“May we shout for joy over your victory and lift up our banners in the name of our God.” (Psalm 20:5)
Last Saturday our national rugby team, the Springboks, made it to the finals in the rugby world cup 2019. The following day, I was sent a whats app video of the Ndlovo choir and others celebrating. https://youtu.be/bluI1i4ckTc
There was dancing and confetti and South African flags. Tomorrow we will be playing in the finals. In the unlikely event that we win, you can bet there will be Springbok flags waving, jumping, hugging and riotous celebration.
On the cross Jesus won the victory over death and sin. The kingdom of heaven is like a victory celebration after your team wins the rugby (or any other) world cup!
Every Saturday morning I take my granddaughters to Brownies and Teddies, the junior branches of the Girl Guides. It is in another suburb about fifteen to twenty minutes away. While they are there, I usually take myself out to breakfast at a little bistro not far from the church hall where they meet.
This morning I sat down facing the window instead of the TV and was about to whip out my phone to check my email, or check the news, or play games or something when I caught myself. Why do I feel compelled to always be doing something instead of just being?
Instead, I just looked out the window.
I saw the beautiful Jacaranda trees in full bloom. By and by, a lady came up to the tree directly opposite me. She was wearing an apron and carried a watering can. She carefully poured water around the tree and I noticed there was a little rockery around the tree where some Clivia were growing. I saw a man carry an empty box and carefully deposit it next to a dustbin. I saw a parking guard with a luminous orange vest pick up litter as he strolled backwards and forwards. I saw doves fly past and perch in the trees.

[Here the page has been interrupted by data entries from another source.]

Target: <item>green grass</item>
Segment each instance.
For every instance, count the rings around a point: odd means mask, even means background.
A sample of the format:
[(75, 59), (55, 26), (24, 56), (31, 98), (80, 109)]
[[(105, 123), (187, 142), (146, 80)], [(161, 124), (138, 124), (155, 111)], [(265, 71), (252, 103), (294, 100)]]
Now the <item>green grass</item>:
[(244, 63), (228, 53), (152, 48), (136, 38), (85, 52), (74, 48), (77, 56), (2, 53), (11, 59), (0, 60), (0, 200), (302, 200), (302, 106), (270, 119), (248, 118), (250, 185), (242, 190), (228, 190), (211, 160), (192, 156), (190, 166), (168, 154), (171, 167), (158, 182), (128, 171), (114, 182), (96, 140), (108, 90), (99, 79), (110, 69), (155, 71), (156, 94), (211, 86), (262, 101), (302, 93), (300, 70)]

On a whim, I checked my new tracker watch to determine my heart rate. It was lower than it’s been since I got the tracker three days ago.
Shouldn’t we spend more time being rather than doing from wake up to sleep time? Wouldn’t we appreciate more of the abundant life Christ offers us? Shouldn’t we spend more time looking at the lilies in the field?
Isn’t it strange that when we meet strangers, a stock question is “What do you do?” and never “Who are you?” It is true that often we can gauge who a person is by what they do, but not always.
I am determined to spend more of my waste time just being. Time in the car as a passenger, time walking, time eating, time relaxing. My cell phone is merely a tool, not my master. It’s all right to just look around, enjoy the world and thank God.